Dan ia tersadar kemudian bahwa suaminya sudah mati. Lalu, dia pun menangis meski tidak ada suara yang keluar dari bibirnya, apalagi untuk kuasa berteriak, mengeluarkan kebenaran yang ia pikir benar. Hanya di dadanya ia simpan. Memang, itulah pilihan yang paling tepat sekarang. Orang-orang sudah tidak lagi memercayai dirinya.
Adalah naif jika dia berharap masih ada yang sudi bersimpati. Orang-orang kalap. Meludah. Segala bunyi doktrin dan istilah 'cuci otak' seakan jadi gaun hitam yang melilit sekujur tubuhnya. Dulu, dia amat menikmati kebebasannya sebagai perempuan ketika dia masih belia. Masih belum mengenal Sahwan. Dan belum membungkus kulit-kulit mulusnya dengan pakaian tebal hingga hanya sepasang matanya yang terbiar.
Ah, Sahwan? Kerinduannya pada laki-laki itu membuatnya ingin mengenang. Sungguh. Kebebasan sebenarnya adalah yang datang dari langit. Kebebasan yang hanya boleh disembunyikan di ruang hati. Bukan untuk dijual beli, dipamerkan, atau diwacanakan ke tengah publik, sebagai dalih—sekarang zaman merdeka. Zaman ketika orang mulai meninggalkan kepurbaan.

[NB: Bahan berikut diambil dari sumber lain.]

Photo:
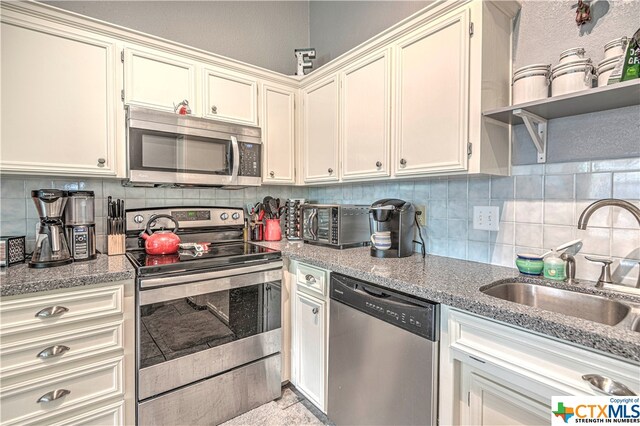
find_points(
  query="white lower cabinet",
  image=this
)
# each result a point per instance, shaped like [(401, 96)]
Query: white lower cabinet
[(63, 358), (309, 342), (494, 374), (491, 401)]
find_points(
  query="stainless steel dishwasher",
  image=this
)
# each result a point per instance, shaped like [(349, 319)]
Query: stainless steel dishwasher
[(383, 356)]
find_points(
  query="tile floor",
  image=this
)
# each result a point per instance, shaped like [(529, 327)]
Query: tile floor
[(289, 410)]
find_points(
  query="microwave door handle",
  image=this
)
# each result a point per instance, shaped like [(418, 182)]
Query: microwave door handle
[(236, 159), (310, 223)]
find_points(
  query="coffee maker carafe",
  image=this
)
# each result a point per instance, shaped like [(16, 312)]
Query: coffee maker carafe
[(80, 224), (397, 218), (51, 245)]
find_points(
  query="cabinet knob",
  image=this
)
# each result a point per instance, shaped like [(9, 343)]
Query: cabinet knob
[(53, 395), (606, 385), (53, 351), (52, 311)]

Seperti hal yang paling sederhana ini, dia merasa tidak cantik, tidak ada laki-laki yang mau melirik jika harus berpakaian seperti wanita dewasa. Serba tertutup. Paling yang terlihat hanya betis dan geraian rambut. Menurutnya, itu tidak cukup untuk membuat lelaki jatuh hati. Harus ada yang dibuka sedikit, di bagian dada misalnya, atau pakai rok pendek di atas lutut dan mengenakan kaus ketat berlengan pendek yang bisa memamerkan liang udel. Tapi, itu kenangan basi.

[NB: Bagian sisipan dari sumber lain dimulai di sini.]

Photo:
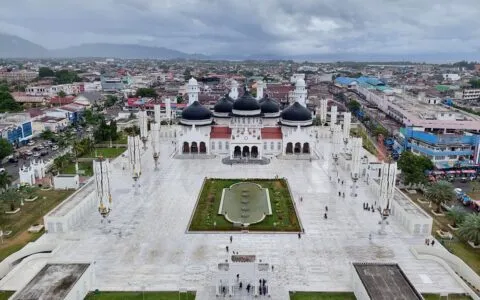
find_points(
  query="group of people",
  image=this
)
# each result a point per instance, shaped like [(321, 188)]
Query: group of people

Kini, perempuan itu terdampar di ruang sunyi. Gelap. Tak ada bulan memberikan cahaya. Bintang-bintang apalagi. Bunyi dengkur kecoa pun luput di telinganya. Ruangan tempat dia menghabiskan waktu untuk mengenang Sahwan, dindingnya begitu tebal dan dingin. Tapi, dia merasa tidak seorang diri. Ada Sahwan di dekatnya. Gigil tubuhnya dihangati tiap waktu oleh cahaya mata suaminya.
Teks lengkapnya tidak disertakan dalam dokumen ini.